What happens if two companies, unlikely to be confusing to the general public, claim rights to the same name? Is there still a “likelihood of confusion?”
This is the precise question that the country music trio, Lady A, is currently facing. In May of 2010, the country trio applied to register the name Lady A with the U.S. Patent and Trademark Office. When no opposition was forthcoming, the application was officially registered in July of 2011.
After changing their band name from Lady Antebellum to Lady A (in light of national conversations about racism), the country trio found themselves in hot water with “Lady A”, a jazz singer from Seattle, Washington. Anita White had been singing and recording music using the name Lady A for over 20 years, and was quick to speak out against the country trios’ use of–what she considered– her name.
While Ms. White went public with her opposition, the newly branded trio headed to federal court in Tennessee seeking to affirm their trademark with the court’s permission to continue using the name. Ms. White responded by countersuing, stating her claim to the use of Lady A in connection with music, recording, and additional entertainment services predated the trio’s case regarding trademark rights and should solely belong to her, also requesting $10,000,000.00.
According to the United States Patent and Trademark Office (USPTO), a trademark “[I]s a word, phrase, symbol, and/or design that identifies and distinguishes the source of the goods of one party from those of others” (Trademark, Patent, or Copyright?, 2021). This ambiguous definition leaves much to be determined when considering how a trademark is designated without official registration, however “Lady A” clearly qualifies as a product capable of being trademarked. The question is, can Anita White’s previous use of the name “Lady A” prevent Lady Antebellum from using (and registering) this name?

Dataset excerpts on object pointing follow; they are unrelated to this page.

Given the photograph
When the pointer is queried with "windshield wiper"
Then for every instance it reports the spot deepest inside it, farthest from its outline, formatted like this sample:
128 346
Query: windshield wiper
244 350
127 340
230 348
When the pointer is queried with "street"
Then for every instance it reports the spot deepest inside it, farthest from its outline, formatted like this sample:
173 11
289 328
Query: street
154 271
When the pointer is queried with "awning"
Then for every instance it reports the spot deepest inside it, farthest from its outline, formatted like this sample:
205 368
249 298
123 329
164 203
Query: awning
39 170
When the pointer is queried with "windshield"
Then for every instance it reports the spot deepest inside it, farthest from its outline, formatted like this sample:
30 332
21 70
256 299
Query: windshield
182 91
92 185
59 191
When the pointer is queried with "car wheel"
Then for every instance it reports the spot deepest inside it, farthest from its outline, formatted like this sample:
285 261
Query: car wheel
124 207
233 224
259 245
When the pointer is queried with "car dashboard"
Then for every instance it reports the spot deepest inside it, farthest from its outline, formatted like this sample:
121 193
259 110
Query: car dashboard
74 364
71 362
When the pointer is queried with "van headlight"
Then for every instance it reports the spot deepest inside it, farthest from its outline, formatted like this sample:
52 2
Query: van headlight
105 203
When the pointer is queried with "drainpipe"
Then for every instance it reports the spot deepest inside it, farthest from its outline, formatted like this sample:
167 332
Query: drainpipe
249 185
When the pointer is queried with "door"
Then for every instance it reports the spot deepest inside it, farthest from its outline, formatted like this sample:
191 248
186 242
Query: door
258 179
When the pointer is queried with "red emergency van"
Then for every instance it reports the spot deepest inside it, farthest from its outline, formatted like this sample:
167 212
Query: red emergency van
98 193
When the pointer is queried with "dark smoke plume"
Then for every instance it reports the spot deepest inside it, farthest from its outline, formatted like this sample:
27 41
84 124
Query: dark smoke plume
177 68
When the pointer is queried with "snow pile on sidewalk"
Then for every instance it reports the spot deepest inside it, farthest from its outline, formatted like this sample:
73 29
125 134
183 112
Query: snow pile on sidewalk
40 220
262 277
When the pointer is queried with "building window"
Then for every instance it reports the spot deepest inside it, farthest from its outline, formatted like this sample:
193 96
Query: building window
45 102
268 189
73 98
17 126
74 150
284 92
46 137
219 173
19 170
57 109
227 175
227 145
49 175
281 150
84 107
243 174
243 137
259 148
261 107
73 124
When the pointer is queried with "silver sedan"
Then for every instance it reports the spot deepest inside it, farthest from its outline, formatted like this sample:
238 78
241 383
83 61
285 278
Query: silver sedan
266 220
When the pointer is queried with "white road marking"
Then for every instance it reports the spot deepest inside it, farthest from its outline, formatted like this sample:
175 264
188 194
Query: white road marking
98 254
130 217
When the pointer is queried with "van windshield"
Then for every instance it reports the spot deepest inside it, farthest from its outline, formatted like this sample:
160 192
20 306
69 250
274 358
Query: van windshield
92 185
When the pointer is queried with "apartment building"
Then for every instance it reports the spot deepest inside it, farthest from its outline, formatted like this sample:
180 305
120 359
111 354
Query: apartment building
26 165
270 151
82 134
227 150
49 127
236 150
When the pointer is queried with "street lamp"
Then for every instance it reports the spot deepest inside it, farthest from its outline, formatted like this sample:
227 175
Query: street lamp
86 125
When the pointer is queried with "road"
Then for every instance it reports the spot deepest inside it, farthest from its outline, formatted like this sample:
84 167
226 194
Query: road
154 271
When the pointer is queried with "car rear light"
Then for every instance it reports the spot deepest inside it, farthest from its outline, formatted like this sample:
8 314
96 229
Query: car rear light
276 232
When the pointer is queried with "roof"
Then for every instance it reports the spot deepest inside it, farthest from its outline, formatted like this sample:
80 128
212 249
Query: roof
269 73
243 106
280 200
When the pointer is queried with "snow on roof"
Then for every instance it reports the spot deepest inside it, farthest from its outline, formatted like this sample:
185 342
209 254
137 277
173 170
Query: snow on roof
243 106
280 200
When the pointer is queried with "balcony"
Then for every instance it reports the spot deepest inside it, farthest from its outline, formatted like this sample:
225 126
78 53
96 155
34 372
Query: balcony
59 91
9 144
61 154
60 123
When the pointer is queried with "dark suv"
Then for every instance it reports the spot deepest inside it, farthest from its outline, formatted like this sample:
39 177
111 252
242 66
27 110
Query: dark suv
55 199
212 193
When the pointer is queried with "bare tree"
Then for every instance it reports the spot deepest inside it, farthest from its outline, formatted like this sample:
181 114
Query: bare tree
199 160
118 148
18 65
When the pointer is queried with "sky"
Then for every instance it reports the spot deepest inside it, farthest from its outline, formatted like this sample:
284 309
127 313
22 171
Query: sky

A court is likely to look at the length of time the name was used; as well as, the scope of use when determining whether to honor the countersuit request banning the use of Lady A by the country trio. Simply a name or a phrase will not be enough to satisfy trademark requirements. The court will rely on facts that can be proven when resolving who has a greater or exclusive right to the name. Ms. White will most likely need to prove that she simply did not call herself Lady A, rather, the name is a brand that has continually been used in ticket sales, flyers, or other mediums associated with advertising.
When the country trio filed the application for the trademark, they may have created an argument that this was the first legal attempt to brand the name and therefore the right to use belongs to them. However, Ms. White will be able to argue that her use of the name had longevity. A court will look at how each party used the name and what name was used in advertisements in making their determination. Essentially, what becomes more important: duration of use, or first to register?
Based on previous decisions, it seems likely that the court will find a co-existence between the two parties is proper. The court could allow both parties to have a concurrent right to use the name, thereby granting the trio’s request since it is possible to trademark a name, brand, or merchandise on the local level, meaning that the Lady A’s would have concurrent use. However, a court may also grant trademark rights on a federal level, meaning sole trademark rights would belong to one party. If this is the case, one of the parties could shut down the other, effectively forcing a rebrand.
There are solid arguments on both sides in this case and the court will likely have an interesting time balancing the various factors. Regardless of the outcome, the issues presented in this scenario are an important lesson for entrepreneurs seeking guidance on how to brand themselves and how to most effectively use trademarks to their advantage: register your trademarks early, so that you can avoid competitors from popping up and infringing on your rights later on.